A song escapes into the yard
and loiters around the neighborhood.
My mama sent my novel to stay
with a family who lives in the country.
II.
It depends on what you mean by real,
by algorithm, by meat containers,
by Ada Lovelace, by physical world.
You argue that an idea is only a way
to perceive existing data, like a new kind of microscope,
but I argue that a new perceptual tool
simultaneously expands the data.
You say I shouldn’t confuse the model for the subject.
We walk down the street, kicking walnuts ahead,
catching up, kicking.
A man passes us, carrying a hot dog,
which is exactly my point, although you’re not having it.

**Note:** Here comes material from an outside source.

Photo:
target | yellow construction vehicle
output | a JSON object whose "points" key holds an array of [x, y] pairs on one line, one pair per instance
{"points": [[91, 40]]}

I say that observation is a miracle,
and by definition, miracles have impact on their subjects.
You say that I am cheating
by going into woo-woo stuff.
I say you won’t have any fun if you
insist on invalidating strange territories.
It depends on what you mean by fun.
III.
The frontier of a skyscraper at nine p.m.
Bathrooms locked. Missing lights.
Steel bones creaking with the wind.
A woman, pressing the seams of a cubicle wall, whispering,
“I believe in the long game.”
On This Island
Every Scrabble box only has Q tiles.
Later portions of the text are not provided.